Hay verdades que no son fáciles de escuchar, por muy universales que sean. ¿Se imaginan que un cubano, pretenciosos y machistas como somos, con toda la historia teleológica que nos han inculcado, con tanto Martí, Maceo y Fidel a cuestas, acepte que piensa más con la barriga, los genitales o el culo que con el cerebro? ¡Y que sea un maricón, por muy intelectual que fuese, quien viniera a echárnoslo en cara y a propalarlo a los cuatro vientos!
¿Cómo los comisarios castristas iban a asimilar en la cultura revolucionaria las broncas, bretes y chanchullos -no siempre literarios- de “una loca” que negaba absolutamente todo?
La vida de Virgilio Piñera, desde los tiempos de la revista Espuela de Plata y hasta el casi secuestro por la policía política de su cadáver en una funeraria habanera, fue una guerra de resistencia. El ninguneo de su obra durante la república le sirvió de entrenamiento para resistir el Decenio Gris, cuando los segurosos no le perdían pie ni pisada en su apartamento del Vedado o cuando asistía a las tertulias semiclandestinas –la Ciudad Celeste- de Johnny Ibáñez en Mantilla, en los teatros no ponían sus obras y lo único que le publicaba el Instituto Cubano del Libro eran sus traducciones del francés de poemas de Ho Chi Minh o de escritores africanos.
Ahora insisten en la incómoda e inasimilable marginalidad –que no la marginación que realmente fue- de Piñera como un modo de explicar y justificar el ostracismo a que fue sometido por el régimen revolucionario.
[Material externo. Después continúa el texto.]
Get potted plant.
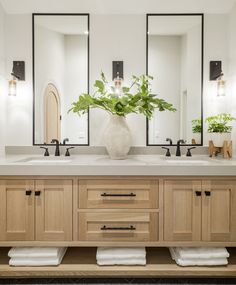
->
[69,72,176,159]
[206,113,236,147]
[192,119,202,144]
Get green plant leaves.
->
[206,113,236,133]
[68,72,176,119]
[192,119,202,134]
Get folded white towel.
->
[8,247,66,258]
[169,248,228,266]
[174,247,229,259]
[9,247,67,266]
[97,258,146,265]
[96,247,146,260]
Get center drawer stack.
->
[76,178,159,242]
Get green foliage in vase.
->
[192,119,202,134]
[69,72,176,119]
[206,113,236,133]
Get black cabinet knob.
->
[205,191,211,197]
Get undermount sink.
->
[165,158,210,164]
[17,157,72,164]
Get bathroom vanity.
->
[0,155,236,277]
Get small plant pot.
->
[193,133,201,144]
[104,115,132,159]
[209,133,231,147]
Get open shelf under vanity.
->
[0,247,236,278]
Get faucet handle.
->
[63,138,69,145]
[162,146,171,156]
[65,146,74,156]
[40,146,49,156]
[186,146,196,156]
[177,139,186,144]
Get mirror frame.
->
[146,13,204,146]
[32,13,90,146]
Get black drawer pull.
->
[101,193,136,197]
[101,225,136,231]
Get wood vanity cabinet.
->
[0,179,72,241]
[74,177,159,242]
[0,180,34,241]
[164,179,236,242]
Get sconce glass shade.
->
[114,73,123,96]
[8,78,17,96]
[217,74,225,97]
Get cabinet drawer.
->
[78,179,159,209]
[78,212,158,241]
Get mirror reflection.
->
[147,14,203,145]
[34,14,89,145]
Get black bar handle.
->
[205,191,211,197]
[101,225,136,231]
[101,193,136,197]
[35,191,41,196]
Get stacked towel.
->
[8,247,67,266]
[96,247,146,265]
[169,247,229,266]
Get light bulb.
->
[217,74,225,96]
[8,79,17,96]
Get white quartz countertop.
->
[0,155,236,176]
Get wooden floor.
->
[0,247,236,278]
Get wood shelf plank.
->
[0,247,236,278]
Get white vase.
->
[104,115,132,159]
[193,133,202,144]
[209,133,231,147]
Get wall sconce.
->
[8,61,25,96]
[112,61,124,96]
[210,61,226,96]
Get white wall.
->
[203,14,231,145]
[0,12,234,145]
[148,35,181,144]
[5,15,33,145]
[227,4,236,152]
[35,26,65,144]
[0,2,7,152]
[62,35,88,144]
[90,15,146,146]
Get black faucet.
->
[63,138,69,145]
[176,140,185,156]
[51,139,60,156]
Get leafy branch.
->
[192,119,202,134]
[68,72,176,119]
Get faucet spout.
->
[51,139,60,156]
[175,140,185,156]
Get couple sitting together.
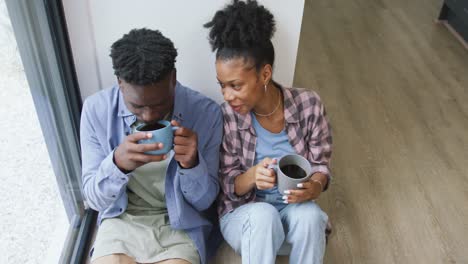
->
[80,1,332,264]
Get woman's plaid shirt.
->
[218,85,332,217]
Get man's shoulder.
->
[83,85,119,112]
[179,85,221,113]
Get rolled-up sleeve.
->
[307,95,332,190]
[219,108,253,202]
[80,101,130,211]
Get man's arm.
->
[80,101,129,211]
[177,106,223,211]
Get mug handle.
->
[267,159,278,174]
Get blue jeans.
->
[220,202,328,264]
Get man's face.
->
[118,70,176,124]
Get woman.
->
[205,0,332,264]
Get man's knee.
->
[91,254,136,264]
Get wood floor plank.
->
[294,0,468,263]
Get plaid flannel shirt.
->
[218,87,332,217]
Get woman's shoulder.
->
[283,87,322,109]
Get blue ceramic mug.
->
[135,120,179,155]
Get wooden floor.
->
[294,0,468,264]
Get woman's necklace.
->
[253,89,281,117]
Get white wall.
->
[63,0,304,102]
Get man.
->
[81,29,222,264]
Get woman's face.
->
[216,58,265,115]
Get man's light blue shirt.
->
[80,82,222,263]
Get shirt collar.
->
[236,86,299,130]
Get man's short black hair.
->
[110,28,177,85]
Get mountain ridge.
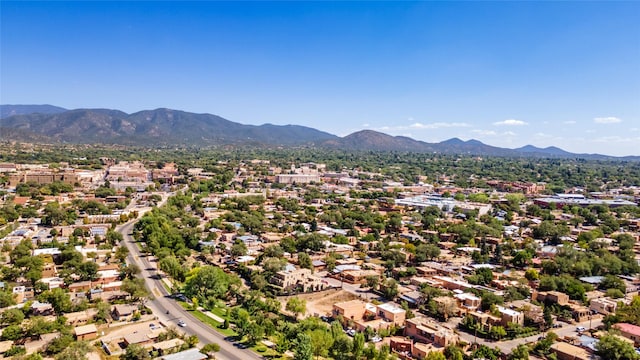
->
[0,105,640,161]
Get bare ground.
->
[278,289,358,317]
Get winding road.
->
[118,220,262,360]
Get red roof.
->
[613,323,640,336]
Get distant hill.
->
[0,109,337,145]
[0,105,67,119]
[323,130,435,152]
[0,105,640,161]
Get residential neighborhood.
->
[0,149,640,360]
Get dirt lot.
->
[278,289,358,317]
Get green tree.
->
[309,329,333,357]
[55,341,90,360]
[0,309,24,325]
[507,344,529,360]
[120,278,149,301]
[298,252,313,269]
[425,351,447,360]
[158,256,186,282]
[351,332,364,359]
[200,343,220,356]
[120,344,151,360]
[39,288,73,314]
[184,266,240,303]
[293,333,313,360]
[285,297,307,319]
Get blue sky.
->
[0,1,640,155]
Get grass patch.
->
[211,305,229,318]
[178,301,238,336]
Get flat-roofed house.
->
[73,324,98,341]
[613,323,640,346]
[550,342,591,360]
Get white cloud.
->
[493,119,528,126]
[593,116,622,124]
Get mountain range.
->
[0,105,640,161]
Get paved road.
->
[118,220,262,360]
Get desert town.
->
[0,158,640,360]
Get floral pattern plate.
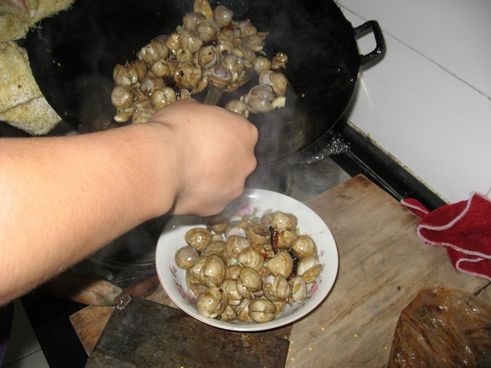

Lo que es peor, casi habría que agradecer a ese ostracismo, según el escritor Arturo Arango (La libertad de Virgilio Piñera, La Gaceta de Cuba, julio-agosto 2012), que Piñera haya disfrutado “de uno de los mayores espacios de libertad posible”.
“Ningún homenaje, ninguna celebración, debería normalizar a Piñera, reducir esa libertad”, afirma Arango. Y tiene razón. El propio Piñera estaría de acuerdo. Al ver como los comisarios-buitres y los escribas oficialistas no lo dejan en paz tampoco ahora, seguramente vuelve a sentir miedo.